Het tellen van sterrenstelsels is een beetje als het spelen van een kosmisch spelletje Waar is Waldo. Astronomen moeten elk sterrenstelsel tellen dat ze in dat kleine stukje ruimte kunnen vinden en dat vervolgens extrapoleren naar de hele hemel.
Het is geen gemakkelijke taak om een fractie van de hemel af te snijden en alle sterrenstelsels daarin te identificeren over het brede spectrum van golflengten. Je moet je door stof en andere materie heen worstelen die het licht van een sterrenstelsel kunnen dempen. En het kost veel tijd voor Hubble en andere telescopen om deze beelden te maken en ze aan elkaar te plakken.
Er zijn ongetwijfeld sterrenstelsels die we niet eens kunnen zien. Omdat ons heelal uitdijt, zoemen sommige extreem verre en oude sterrenstelsels, die kort na de oerknal zijn ontstaan, sneller dan de lichtsnelheid van ons weg. Met de huidige technologie is het vrijwel onmogelijk om ze te zien.
Hubble Goes Deep
We hebben het grotendeels aan de Hubble-ruimtetelescoop te danken dat hij onze plaats in het heelal heeft belicht. Als hij niet op kometen jaagt of planeetringen telt, maakt de Hubble regelmatig gedetailleerde foto’s van kleine stukjes van de hemel. Hubble bracht de eerste Deep Field survey uit in 1995.
“We probeerden een soort willekeurig gebied van de hemel te vinden waar nog niet eerder waarnemingen waren gedaan,” vertelde Robert Williams, de voormalige directeur van het Space Telescope Science Institute, in 2016 aan Vox. Het beeld zorgde voor een revolutie in de astronomie. Aan de hand van het glinsterende beeld spotten astronomen zo’n 1.500 glinsterende sterrenstelsels. Latere beelden onthulden er nog meer.
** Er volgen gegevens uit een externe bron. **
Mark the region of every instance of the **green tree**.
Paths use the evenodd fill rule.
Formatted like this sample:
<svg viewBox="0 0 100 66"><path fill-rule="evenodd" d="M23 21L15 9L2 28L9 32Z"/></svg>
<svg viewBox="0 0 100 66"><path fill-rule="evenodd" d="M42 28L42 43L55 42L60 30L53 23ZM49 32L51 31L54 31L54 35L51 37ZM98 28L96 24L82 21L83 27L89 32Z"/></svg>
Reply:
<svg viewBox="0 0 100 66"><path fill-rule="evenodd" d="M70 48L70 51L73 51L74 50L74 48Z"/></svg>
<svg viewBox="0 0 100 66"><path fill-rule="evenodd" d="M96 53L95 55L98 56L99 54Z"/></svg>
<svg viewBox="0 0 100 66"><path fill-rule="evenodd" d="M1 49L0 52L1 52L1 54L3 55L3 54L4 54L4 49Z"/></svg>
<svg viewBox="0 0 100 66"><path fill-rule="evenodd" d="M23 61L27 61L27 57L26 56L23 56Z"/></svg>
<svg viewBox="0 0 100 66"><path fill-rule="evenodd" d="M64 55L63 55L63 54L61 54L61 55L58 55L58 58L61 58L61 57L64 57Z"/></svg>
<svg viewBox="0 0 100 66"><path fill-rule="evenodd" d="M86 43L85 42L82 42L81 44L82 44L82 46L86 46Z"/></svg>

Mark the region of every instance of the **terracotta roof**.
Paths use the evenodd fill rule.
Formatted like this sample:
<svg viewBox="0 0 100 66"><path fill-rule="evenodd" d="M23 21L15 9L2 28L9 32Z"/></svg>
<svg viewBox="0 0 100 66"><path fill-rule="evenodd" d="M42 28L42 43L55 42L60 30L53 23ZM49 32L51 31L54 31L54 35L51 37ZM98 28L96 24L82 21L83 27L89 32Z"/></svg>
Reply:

In 2012 werd Hubble’s eXtreme Deep Field-afbeelding vrijgegeven. In de loop van tien jaar had de telescoop gedurende in totaal 50 dagen beelden gemaakt van een klein stukje hemel. Het onthulde een stuk hemel – ongeveer een tweeëndertig miljoenste van de hemel, om precies te zijn – bezaaid met twinkelende sterrenstelsels in alle soorten en maten. Aan de hand van dit nieuwe beeld hebben astronomen geschat dat er zich 100 tot 200 miljard sterrenstelsels in het waarneembare heelal bevinden.
Maar slechts vier jaar later heeft een team van onderzoekers van de Universiteit van Nottingham de Hubble-beelden opnieuw geanalyseerd en de gegevens van andere observatoria geëvalueerd, waardoor het aantal sterrenstelsels in het heelal met een factor 10 tot 2 biljoen is toegenomen. De astronomen publiceerden hun nieuwe getallen in het Astrophysical Journal.
“Het is verbijsterend dat meer dan 90 procent van de melkwegstelsels in het heelal nog moet worden bestudeerd,” vertelde astrofysicus Christopher Conselice van de Universiteit van Nottingham in het Verenigd Koninkrijk destijds aan The Atlantic. “Wie weet welke interessante eigenschappen we zullen vinden wanneer we deze sterrenstelsels ontdekken met toekomstige generaties telescopen?”
Next Generation Estimates
In zekere zin spelen we een kat-en-muisspel met het heelal. We proberen instrumenten te ontwikkelen die krachtig genoeg zijn om sterrenstelsels te zien die razendsnel van ons wegvliegen. De komende James Webb-ruimtetelescoop zal de teugels van de Hubble overnemen als de ruimtetelescoop bij uitstek om sterrenstelsels te spotten.
Het infrarood observatorium is 100 keer krachtiger dan de Hubble en zal de kosmos gedetailleerder dan ooit tevoren kunnen onderzoeken, door verre sterrenstelsels te spotten die voor elke vorige generatie telescopen te zwak waren om te zien. Astronomen hopen sterrenstelsels te kunnen zien die vlak na de oerknal zijn ontstaan, ruwweg 13,5 miljard jaar geleden. Het zal ons de meest nabije blik tot nu toe geven op het begin van alles.